The urban high street is under intense threats from other ways of access to retail purchase in particular and we should celebrate rather than denigrate businesses who decide to invest in new ventures in the town. This particular application offers few clues about the proposed nature of their intended restaurant but I for one wish them well.
They will be occupying premises in a parade that is in some need of attention. Perhaps we should be directing our bile towards landlords, who are content to collect their tenants' rents but leave their premises in an external state of disrepair. By the way, could we please bear in mind that Business Rates are set by central government and not by the unitary authority.
Pete Taylor
Tuesday 8th August 2017 at 9:45 pm
@Ruth McNulty "The town boasts more 'high end' retailers and fewer 'undesirable' traders", who were you quoting here? As far as I can see no-one else used these terms, please do forgive me if I am wrong.

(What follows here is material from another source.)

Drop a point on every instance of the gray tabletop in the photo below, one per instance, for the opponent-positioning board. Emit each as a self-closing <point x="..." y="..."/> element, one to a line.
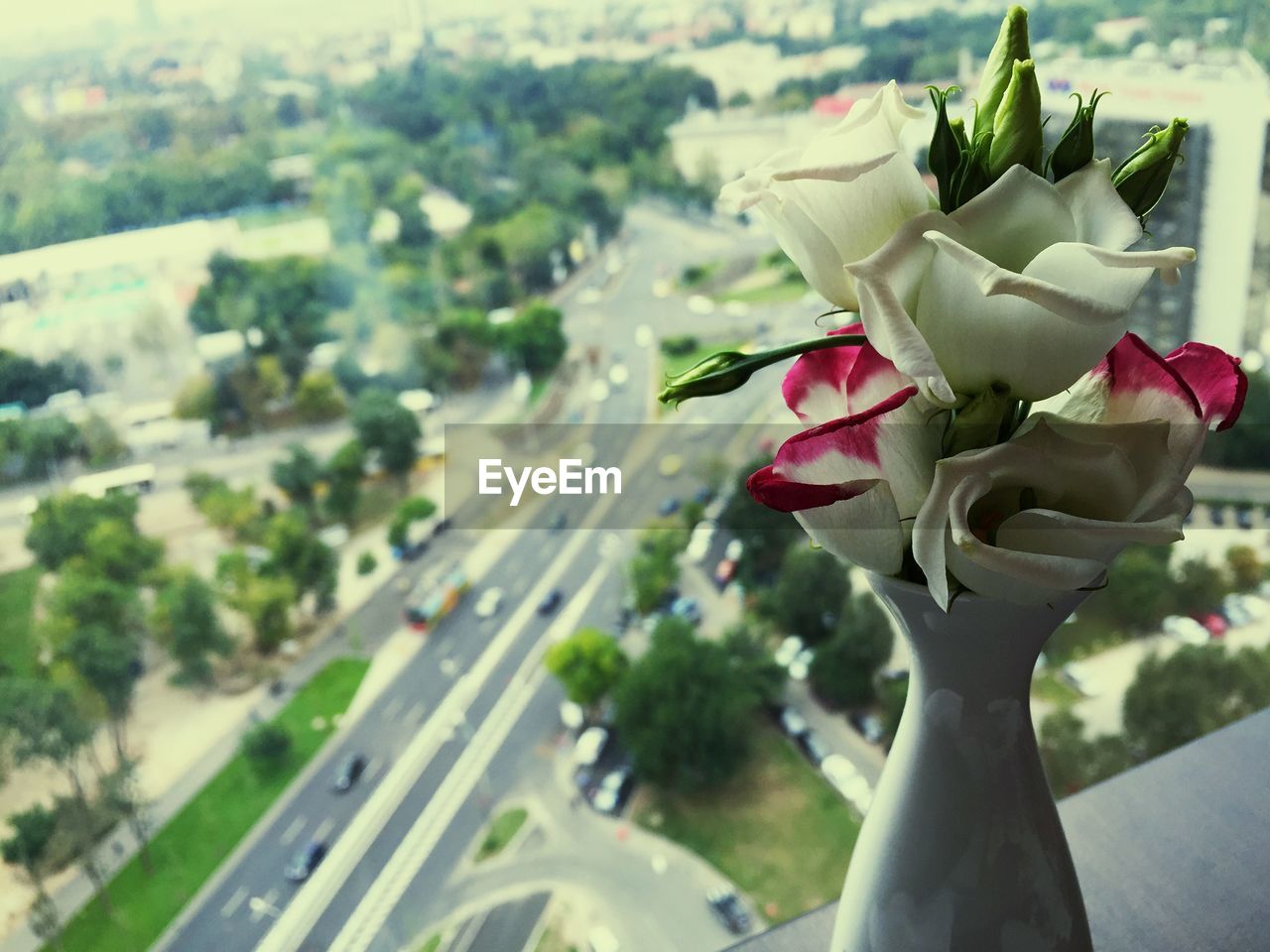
<point x="1174" y="856"/>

Mr Worthington makes very valid points.

As for the opinions of "professional retail consultants"- what product are they selling?
Dave Cash
Wednesday 9th August 2017 at 1:29 am
Sorry Ruth, Wilmslow does not attract tourists like Chester, despite its apparent higher ratio of 'high end' shops.
It may equate to Knutsford. No one likes to see their local area decline, yet rents should be subject to market forces.
You are correct, Business Rates are set by C Govt, but I note the adjustments they made AFTER the last business rates valuation.

Anyone, please what factors/costs should be included in any retail outlet start-up?
Jackie Pass
Wednesday 9th August 2017 at 7:56 am
According to Cheshire East's study (2016) the face of the high street hasn't significantly changed since 2011. Whilst you are correct that Wilmslow doesn't attract tourists like Chester, it is a place which draws in from both Alderley and Handforth to access the services we have and people do come in for the Car Show. We should welcome people who are willing to take on units in the town at a time when so much can be bought on the internet. My view is that the high st could offer so much more as a visitor experience with it proximity to Manchester Airport. Hoopers should be leading the way in this.
Ruth McNulty
Wednesday 9th August 2017 at 9:19 am
I have quoted from the report published earlier this year by Harper Dennis Hobbs, a professional retail consultancy. Their findings, conducted over a five year period, are not dissimilar from the Vitality Index last published in 2014.
Pete Taylor
Wednesday 9th August 2017 at 2:46 pm
@ Jackie, the Motor Show is no more, which makes one wonder if the grant of £10k, for a one day event, by Wilmslow Town Council was good value for the people of the town.